The Supremacy & Treason Acts sound pretty 4T to me, then if you go out another 70 years you're at the Gunpowder plot and a half dozen other high profile assasination attempts. Go out 80 more years from that and you're at the Glorious Revolution.

Where is the 100 years?

Alternatively:

Russia 4T

1812 French invasion
1825 Liberal revolution (failed)
1830-31 Polish revolution (failed)

1896 Nicholas II becomes the last emperor at a scene that sounds very late 3T
1905 Bloody Sunday
1917 Socialist Revolution

1985 Attempt at Democratic Reform begins
1989 Berlin Wall falls
1990-92 Dissolution of USSR
1998 Ruble revaluation begins new era of economic growth / Putin's 1T
I just don't see that first 4T at all. The reign of Alexander I was not significant from the standpoint of internal politics and institutions. He himself looks like a Prophet. Catherine the Great presided over a much more tumultuous time.

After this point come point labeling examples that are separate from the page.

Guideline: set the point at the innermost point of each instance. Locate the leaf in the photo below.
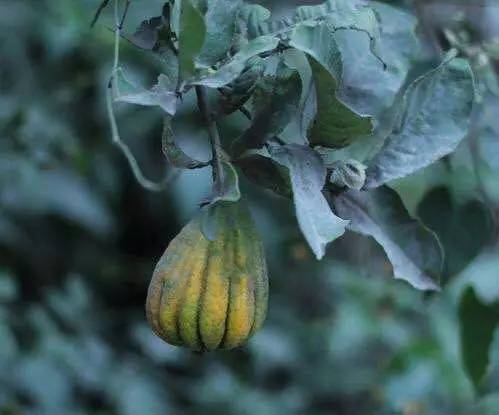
(454, 224)
(366, 86)
(335, 125)
(275, 100)
(253, 16)
(229, 192)
(259, 167)
(162, 94)
(348, 173)
(173, 153)
(233, 68)
(190, 38)
(337, 14)
(220, 28)
(477, 322)
(238, 92)
(413, 250)
(308, 175)
(435, 117)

And keep in mind, this was a country comparable institutionally to England in about 1200 or so--it had no constitution and no national political institutions at all except the monarchy.

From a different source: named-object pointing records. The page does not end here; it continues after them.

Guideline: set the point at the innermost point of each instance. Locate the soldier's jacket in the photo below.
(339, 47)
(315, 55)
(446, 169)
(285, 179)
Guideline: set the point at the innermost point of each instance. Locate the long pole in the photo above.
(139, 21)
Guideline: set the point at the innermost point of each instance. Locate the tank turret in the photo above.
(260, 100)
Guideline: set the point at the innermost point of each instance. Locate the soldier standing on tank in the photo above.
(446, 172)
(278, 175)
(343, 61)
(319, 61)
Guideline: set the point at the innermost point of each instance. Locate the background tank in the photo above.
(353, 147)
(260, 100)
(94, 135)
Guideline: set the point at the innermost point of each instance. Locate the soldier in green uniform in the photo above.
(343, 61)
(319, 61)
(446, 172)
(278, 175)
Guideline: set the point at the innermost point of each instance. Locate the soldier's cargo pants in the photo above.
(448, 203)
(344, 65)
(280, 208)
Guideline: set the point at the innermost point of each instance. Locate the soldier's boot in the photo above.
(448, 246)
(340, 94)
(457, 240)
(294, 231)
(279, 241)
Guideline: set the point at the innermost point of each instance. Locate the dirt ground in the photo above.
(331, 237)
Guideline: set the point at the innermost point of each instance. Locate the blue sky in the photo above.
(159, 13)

I spent much of the 1980s reading and writing about early modern Europe, and it's awfully hard to find anything like 80 year cycles in large parts of it. You could argue that France had a long crisis from about 1580 to 1600 but by the 1640s it's having a terrible crisis again. Then come about 130 years of pretty impressive internal stability. In fact I argued in Politics and War that the whole continent was characterized by weak central government for an entire century, 1559-1659. These are interesting problems for some one to work on but I think if anyone does they will eventually find some important differences. That's not surprising, especially since relatively few people lived that long in those days. (In fact, if you take a monarch-centered view, that could help explain France--I could go for Louis XIV as a Hero, but none of his Artist or Prophet kids ever reigned--smallpox killed off at least one.)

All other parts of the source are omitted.